This is a program for Approximate String Search using a Burkhard-Keller-Tree for storing. It uses three different string metrics for the edit distance calculation.
The function can be invoked by typing the name of the file (bktree) and the name of the wordlist in the command line. You can choose between the string metric to use. I've implemented the Damerau-Levenshtein-Distance as well as the Longest-Common- Subsequence. In default mode the program is going to use the Levenshtein distance. The program is going to build a Burkhard- Keller-Search-Tree (see http://blog.notdot.net/2007/4/Damn-Cool-Algorithms-Part-1-BK-Trees for more infos) out of the list, prints is height and number of nodes, before displaying the interactive mode.
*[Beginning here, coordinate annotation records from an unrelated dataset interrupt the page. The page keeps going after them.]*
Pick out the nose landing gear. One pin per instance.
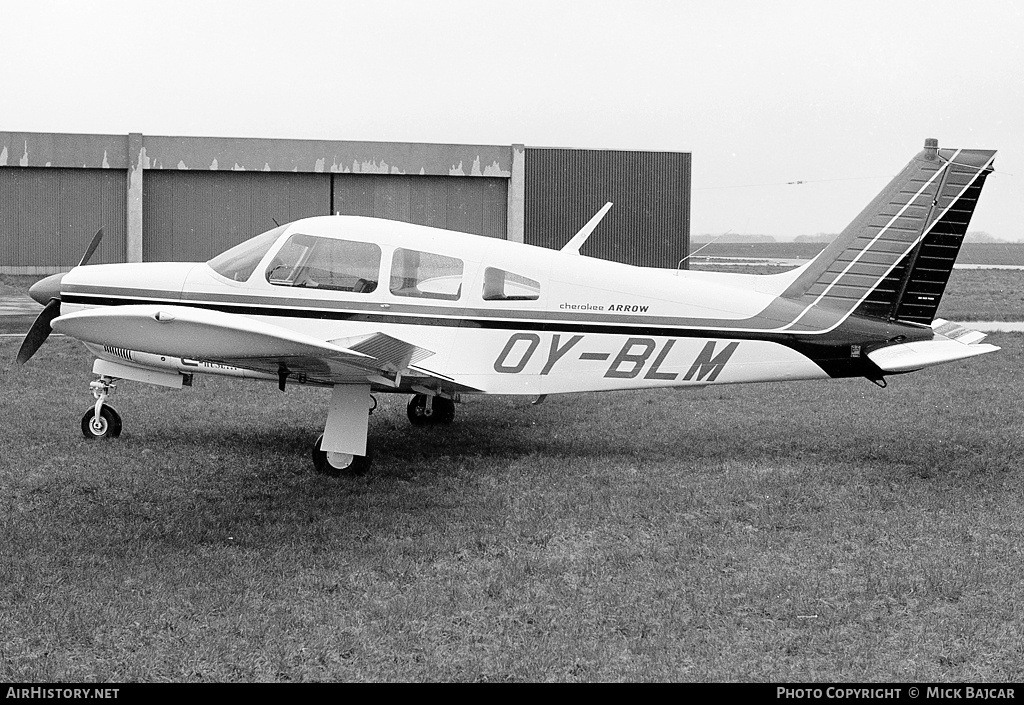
(101, 421)
(426, 410)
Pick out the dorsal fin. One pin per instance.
(573, 245)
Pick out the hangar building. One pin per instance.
(186, 199)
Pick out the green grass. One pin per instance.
(826, 531)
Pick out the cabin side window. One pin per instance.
(239, 262)
(312, 262)
(425, 275)
(500, 285)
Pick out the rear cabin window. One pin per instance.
(425, 275)
(500, 285)
(312, 262)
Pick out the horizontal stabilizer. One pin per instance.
(573, 245)
(951, 342)
(395, 354)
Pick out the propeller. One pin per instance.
(47, 292)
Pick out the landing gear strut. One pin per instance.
(430, 411)
(101, 421)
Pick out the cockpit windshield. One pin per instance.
(239, 262)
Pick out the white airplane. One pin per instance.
(369, 305)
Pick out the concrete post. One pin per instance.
(517, 196)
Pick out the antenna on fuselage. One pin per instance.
(573, 245)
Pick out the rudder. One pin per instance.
(894, 260)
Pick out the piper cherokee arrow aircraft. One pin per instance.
(370, 305)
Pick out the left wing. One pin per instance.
(240, 341)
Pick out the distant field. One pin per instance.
(803, 532)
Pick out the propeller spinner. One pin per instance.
(47, 292)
Here, the user can type a word and the an edit distance depending on the string metric used and the program will search the tree for strings with that given edit distance.
It was developed under MacOS Mojave version 10.14.6 and g++ compiler version 4.2.1
Type make in the command line to compile the program. See below for detailed functions of the included makefile. Feel free to also compile the program by yourself. Start the program by typing its name and the name of the wordlist, choose the string metric (see https://en.wikipedia.org/wiki/String_metric for more infos) and type string to be searched on with a given edit distance.
- make -- > compiles the program and stores .out file in /bin
- make docs -- > writes doxygen-HTML-file for documentation
- make demo -- > compiles demo-program
- make clean -- > removes everything
The strings are stored binary in vectors of 16-bit, one bit representing one ASCII letter, including German ASCIIs ä, ö, ü as well as capital Umlaute. The edit distance calculation for the three string metrics is implemented as a function object. The BK-Tree class uses the function objects as templates, so every string metric will be instantiated while compile time.